Suara dentuman artileri berat Sovyet bahkan kini sudah terdengar dari sebelah timur. Gempuran tiada henti, siang dan malam!
Kapal sejuta harapan.
Ribuan pengungsi dari Prusia timur ini memiliki satu tujuan: kota Gotenhaven (sekarang bernama Gdynia), utara Gdansk (Danzig), dua kota yang telah disebut di bagian awal. Disana berlabuh sebuah kapal pesiar besar bernama Wilhelm Gustloff.
Kapal raksasa itu dapat menyelamatkan nyawa mereka. Demikian pikiran setiap pengungsi.
Para pengungsi semua tahu hanya dengan pelayaran satu malam saja kapal itu akan membawa mereka ke kota pelabuhan besar bernama Kiel di wilayah barat di dalam negeri Jerman sendiri. Sebuah kawasan yang sangat aman.
Maka, merekapun pun berbondong-bondong menuju kota Gotenhaven, ke tempat kapal sejuta harapan berlabuh!
Namun, kisah pilu para pengungsi Jerman ini ternyata tidak berakhir disini..
Jalur pengungsian yang sulit
Maka ribuan pengungsi yang panik dari kota Konigsberg (sekarang bernama Kaliningrad) dan sekitarnya di Prusia Timur, segera bergegas menuju pelabuhan Gotenhaven, tempat berlabuh kapal sejuta harapan -Wilhelm Gustloff -yang akan menyelamatkan mereka kembali menuju kota Kiel di Jerman Bagian Barat.
Di Kiel mereka akan aman sebab kota itu adalah benteng AL Jerman yang dijaga sangat kuat.
Posisi Gotenhaven dari Konigsberg melengkung bak busur. Ada dua jalur menuju kesana. Menyusuri jalan raya umum, melewati kota Danzig (lihat peta), baru mencapai kapal. Jalur darat ini relatif lebih aman meski lebih jauh.
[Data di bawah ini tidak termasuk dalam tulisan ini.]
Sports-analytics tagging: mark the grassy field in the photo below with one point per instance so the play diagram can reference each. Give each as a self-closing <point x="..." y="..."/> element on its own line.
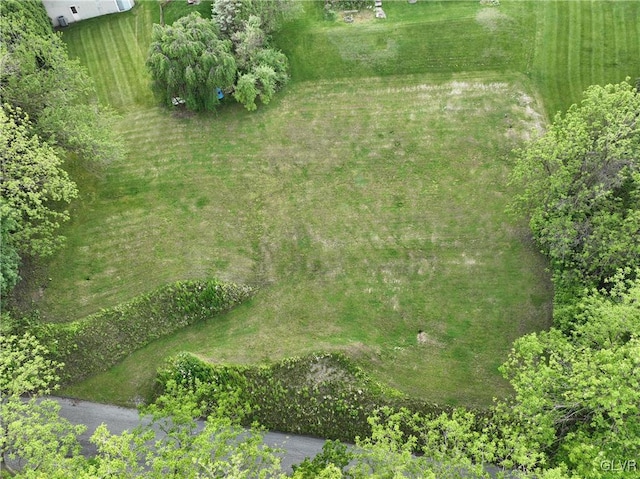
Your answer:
<point x="365" y="203"/>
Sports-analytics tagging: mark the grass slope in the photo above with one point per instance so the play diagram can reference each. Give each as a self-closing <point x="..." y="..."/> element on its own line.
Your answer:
<point x="360" y="222"/>
<point x="363" y="208"/>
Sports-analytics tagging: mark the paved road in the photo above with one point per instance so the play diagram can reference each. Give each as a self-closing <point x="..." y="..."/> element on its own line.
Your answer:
<point x="119" y="419"/>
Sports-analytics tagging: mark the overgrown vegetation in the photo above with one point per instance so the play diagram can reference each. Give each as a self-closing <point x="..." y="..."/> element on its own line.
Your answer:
<point x="99" y="341"/>
<point x="324" y="394"/>
<point x="576" y="402"/>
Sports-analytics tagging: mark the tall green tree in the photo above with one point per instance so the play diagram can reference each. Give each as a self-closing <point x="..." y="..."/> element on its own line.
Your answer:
<point x="190" y="60"/>
<point x="34" y="440"/>
<point x="34" y="189"/>
<point x="580" y="187"/>
<point x="38" y="77"/>
<point x="578" y="394"/>
<point x="261" y="70"/>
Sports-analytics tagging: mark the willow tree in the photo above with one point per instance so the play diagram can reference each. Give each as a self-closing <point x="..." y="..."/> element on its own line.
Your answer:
<point x="189" y="60"/>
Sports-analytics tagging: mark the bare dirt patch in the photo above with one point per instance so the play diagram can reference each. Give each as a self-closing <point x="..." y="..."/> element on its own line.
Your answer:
<point x="491" y="18"/>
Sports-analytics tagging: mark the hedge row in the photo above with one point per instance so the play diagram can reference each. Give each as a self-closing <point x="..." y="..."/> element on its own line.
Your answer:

Atau ada pilihan yang lebih dekat, namun tergolong nekad dan berbahaya, yakni melewati area pinggir laut yang membeku dari kota Pillau (sekarang bernama Baltiysk) langsung menuju kapal.
Jalur ini memotong lengkung busur jalur. Lebih pendek dan lebih menarik bagi orang yang sedang bergegas untuk menyelamatkan nyawa. Namun juga sangat berbahaya!
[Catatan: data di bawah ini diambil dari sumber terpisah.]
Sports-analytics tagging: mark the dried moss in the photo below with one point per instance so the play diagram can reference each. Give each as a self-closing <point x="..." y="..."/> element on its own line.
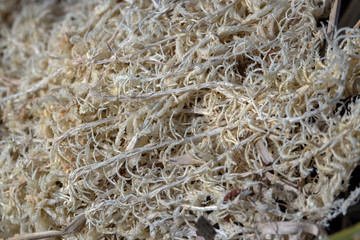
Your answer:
<point x="144" y="114"/>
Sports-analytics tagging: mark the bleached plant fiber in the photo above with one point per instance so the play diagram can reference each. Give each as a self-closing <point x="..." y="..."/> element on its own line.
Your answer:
<point x="144" y="114"/>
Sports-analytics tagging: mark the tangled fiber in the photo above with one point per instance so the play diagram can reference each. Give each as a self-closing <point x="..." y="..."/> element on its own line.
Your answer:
<point x="146" y="115"/>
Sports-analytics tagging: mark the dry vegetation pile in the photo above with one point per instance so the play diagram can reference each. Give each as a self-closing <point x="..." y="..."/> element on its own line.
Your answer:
<point x="145" y="115"/>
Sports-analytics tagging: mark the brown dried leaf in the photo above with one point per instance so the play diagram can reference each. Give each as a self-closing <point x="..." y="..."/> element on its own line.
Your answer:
<point x="264" y="153"/>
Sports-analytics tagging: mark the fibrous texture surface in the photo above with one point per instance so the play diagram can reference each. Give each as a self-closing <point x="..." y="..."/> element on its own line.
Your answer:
<point x="146" y="115"/>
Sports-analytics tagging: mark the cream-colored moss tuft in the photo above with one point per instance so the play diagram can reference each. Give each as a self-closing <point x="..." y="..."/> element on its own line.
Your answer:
<point x="144" y="115"/>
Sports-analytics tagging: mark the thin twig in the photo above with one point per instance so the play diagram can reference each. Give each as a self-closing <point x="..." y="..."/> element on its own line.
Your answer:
<point x="333" y="19"/>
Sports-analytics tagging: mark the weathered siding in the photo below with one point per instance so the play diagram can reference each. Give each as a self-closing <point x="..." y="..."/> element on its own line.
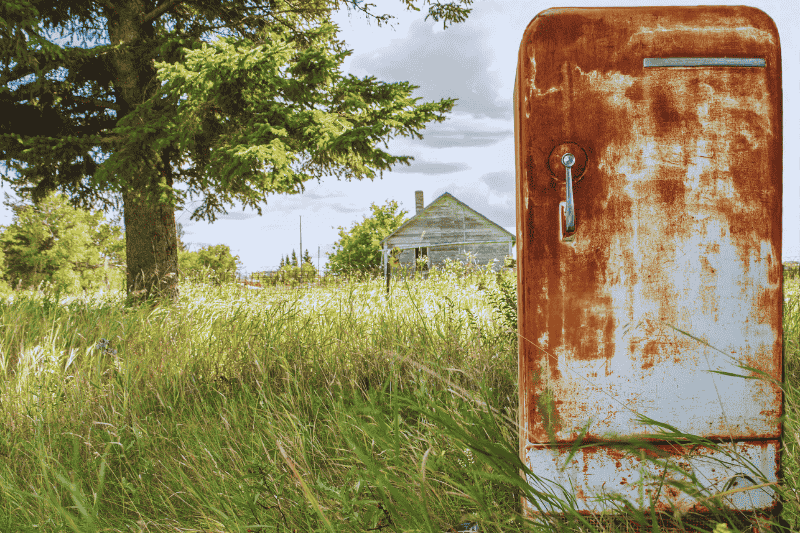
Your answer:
<point x="446" y="220"/>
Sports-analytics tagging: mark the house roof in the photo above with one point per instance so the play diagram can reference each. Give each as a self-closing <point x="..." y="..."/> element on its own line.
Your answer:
<point x="447" y="194"/>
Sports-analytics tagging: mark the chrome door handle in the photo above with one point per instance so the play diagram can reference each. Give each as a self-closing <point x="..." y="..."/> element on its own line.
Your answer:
<point x="568" y="160"/>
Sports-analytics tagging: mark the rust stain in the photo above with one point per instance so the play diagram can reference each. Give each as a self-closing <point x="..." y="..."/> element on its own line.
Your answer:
<point x="677" y="194"/>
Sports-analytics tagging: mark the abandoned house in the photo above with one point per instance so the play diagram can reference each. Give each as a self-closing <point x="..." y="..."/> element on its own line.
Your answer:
<point x="447" y="229"/>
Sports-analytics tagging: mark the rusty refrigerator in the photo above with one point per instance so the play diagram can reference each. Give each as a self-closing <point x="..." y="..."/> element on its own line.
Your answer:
<point x="649" y="186"/>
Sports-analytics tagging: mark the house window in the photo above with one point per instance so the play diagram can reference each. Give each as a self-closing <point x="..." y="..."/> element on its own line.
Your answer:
<point x="421" y="252"/>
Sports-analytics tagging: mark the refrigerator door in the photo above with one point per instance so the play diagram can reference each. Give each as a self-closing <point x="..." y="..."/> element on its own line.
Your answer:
<point x="649" y="189"/>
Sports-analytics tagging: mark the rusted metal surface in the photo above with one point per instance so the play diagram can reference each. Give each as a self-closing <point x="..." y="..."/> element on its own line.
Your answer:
<point x="601" y="469"/>
<point x="678" y="225"/>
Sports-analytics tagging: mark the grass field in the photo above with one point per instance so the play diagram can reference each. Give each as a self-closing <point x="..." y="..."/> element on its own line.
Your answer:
<point x="306" y="410"/>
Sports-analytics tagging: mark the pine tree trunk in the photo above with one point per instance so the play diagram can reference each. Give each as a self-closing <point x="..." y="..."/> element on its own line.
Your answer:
<point x="150" y="232"/>
<point x="151" y="249"/>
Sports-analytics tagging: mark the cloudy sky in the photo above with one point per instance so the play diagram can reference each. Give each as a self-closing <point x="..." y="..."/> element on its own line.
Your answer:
<point x="471" y="154"/>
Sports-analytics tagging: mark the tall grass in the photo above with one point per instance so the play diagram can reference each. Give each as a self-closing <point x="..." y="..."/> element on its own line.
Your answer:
<point x="304" y="410"/>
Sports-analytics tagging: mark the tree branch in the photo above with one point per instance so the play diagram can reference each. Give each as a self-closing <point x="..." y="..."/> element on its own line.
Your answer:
<point x="95" y="102"/>
<point x="160" y="10"/>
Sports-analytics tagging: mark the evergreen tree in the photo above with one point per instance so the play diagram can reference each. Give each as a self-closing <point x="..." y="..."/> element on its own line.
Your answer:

Laut di beberapa bagian memang membeku, karena suhu udara minus 20 derajat, tetapi ada banyak area dimana lapisan esnya masih tipis dan sangat berbahaya bila terperosok.
Bila sampai masuk air, tubuh kita hanya punya waktu dua menit untuk segera ditolong, bila tidak bisa mengancam nyawa. Jantung bisa mandeg.
Pengungsi yang digilas
Bagitulah, tanpa dikomando, ribuan segera bergerak ke arah kapal. Yang menempuh jalur darat –jalur jauh- busur besar- nampak lebih bergegas. Ada jarak 40 km yang harus dijalani.
Jalanan penuh. Dari ujung ke ujung hanya terlihat ribuan kereta beroda dan kereta bayi. Ada yang ditarik kuda dan banyak juga yang hanya didorong. Mereka berdesak-desakan di jalan sempit.
Lalu datanglah malapetaka itu: dari arah belakang muncul serombongan Polisi Militer Jerman, mereka berteriak-teriak menyuruh warga meminggirkan kereta bawaan, karena jalan itu akan dipakai tentara Jerman dan peralatan mereka untuk mundur ke barat.